For someone whose stated intention is simply to play music, jazz trumpeter Jeremy Pelt doesn’t hesitate to express strong views regarding the state of the form.
Perhaps this is a measure of how seriously he takes his trade. Or maybe his role as a young emissary of jazz means that he cannot feign disinterest while debates rage in the exciting world of jazz philosophy.
Born in 1976, the year Soweto students famously stood their ground against apartheid education, Pelt is a jazz modernist keenly aware of what keeps jazz timeless.
If jazz critics, or indeed the entertainment business, had not abused the phrase “the next big thing”, Pelt could be described as such when he first emerged from the famous Berkleey College.
Pelt is known for his “clean” sound, Ã la Chet Baker, and has been anointed by some critics as the natural successor to Freddie Hubbard.
Along with the likes of Nicholas Payton (born in 1973) and Roy Hargrove (born 1969), Pelt is the keeper of the tradition that found its voice when African slaves created a new form after being shipped to a strange land. More importantly, the trio, like Terrence Blanchard and James Morrison a decade before them, dispel the ridiculous notion that jazz is an old man’s art.
As fans going to the Cape Town Jazz International will find out, the debate raised by Branford Marsalis — when he said that the jazz world has ceased to offer anything new — is far from concluded.

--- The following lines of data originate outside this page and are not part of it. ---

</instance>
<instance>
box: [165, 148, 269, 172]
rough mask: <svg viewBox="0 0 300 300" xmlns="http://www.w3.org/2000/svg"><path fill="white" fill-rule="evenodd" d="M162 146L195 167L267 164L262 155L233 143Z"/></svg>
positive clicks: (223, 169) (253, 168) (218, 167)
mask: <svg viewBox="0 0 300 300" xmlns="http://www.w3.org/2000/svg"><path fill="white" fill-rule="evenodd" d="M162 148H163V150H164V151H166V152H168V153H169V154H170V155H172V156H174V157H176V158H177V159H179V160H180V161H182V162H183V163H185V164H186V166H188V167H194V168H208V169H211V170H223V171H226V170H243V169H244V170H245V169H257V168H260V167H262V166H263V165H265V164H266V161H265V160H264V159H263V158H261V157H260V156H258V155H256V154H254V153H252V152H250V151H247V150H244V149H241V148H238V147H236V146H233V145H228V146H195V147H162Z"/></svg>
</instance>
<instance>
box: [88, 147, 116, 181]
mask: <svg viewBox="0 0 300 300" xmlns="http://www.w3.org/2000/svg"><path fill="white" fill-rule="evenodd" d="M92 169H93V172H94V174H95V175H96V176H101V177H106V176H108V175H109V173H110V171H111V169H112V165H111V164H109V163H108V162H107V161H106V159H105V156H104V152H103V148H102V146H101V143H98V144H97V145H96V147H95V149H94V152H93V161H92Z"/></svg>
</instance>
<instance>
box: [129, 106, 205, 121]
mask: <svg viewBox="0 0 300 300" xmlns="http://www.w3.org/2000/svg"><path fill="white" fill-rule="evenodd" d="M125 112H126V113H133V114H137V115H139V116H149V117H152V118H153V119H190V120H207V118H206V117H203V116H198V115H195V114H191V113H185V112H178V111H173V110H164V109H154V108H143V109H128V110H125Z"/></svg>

The respected Marsalis, saxophonist and brother of Wynton, caused waves when he decried the lack of originality in contemporary jazz.
Marsalis told a South African journalist: “For inspiration, I listen not to jazz, but the classics. Jazz does not teach me anything I don’t know.”
I relay the comment to Pelt.
“Did he say that? I couldn’t disagree more. There are fewer venues than in the 1950s and 1960s — that is the problem. There are a lot of gifted people out there. There is new music being played everywhere. It is not going to come to you; you’ve got to go and find it. The likes of Norah Jones are not brought to you; you really must go out there to hear the new music.”
Then he lays into Marsalis.
“He owns a record label, but I have never seen him … at venues where this music is being played. You’ve got to go to the trenches to get this sound, to places where you find that the band is paid $100 — for the whole band.”
Pelt says shrinking budgets and impresarios eager for an easy dollar are responsible for the faulty impression that all the possibilities of jazz have been exhausted.
As he sees it, the debate about the new sound is often obfuscated by agents and marketers overly keen to announce “the chosen one”.
Pelt is unimpressed by the self-appointed critics who announce the coming of the “chosen one”. Their choices are often influenced by marketing considerations.
“They chose Wynton Marsalis. Don’t get me wrong, I am not saying that he was not deserving of it, but Marsalis was young, black and played classical music and jazz. He had the ‘it’ factor.”
For these reasons, he eschews the vocation of choosing. He is his own man and will not wait for “choosers” to confirm his place in the genre.
“It is not my decision whether I get chosen or not. Things happen for a reason. Sometimes, in this business, there are honest intentions, and sometimes there are not. All I want is to prosper playing my own music. I don’t need to be associated with or be known as a spokesperson for jazz.
“All I want is play music, and I hope you will dig it.”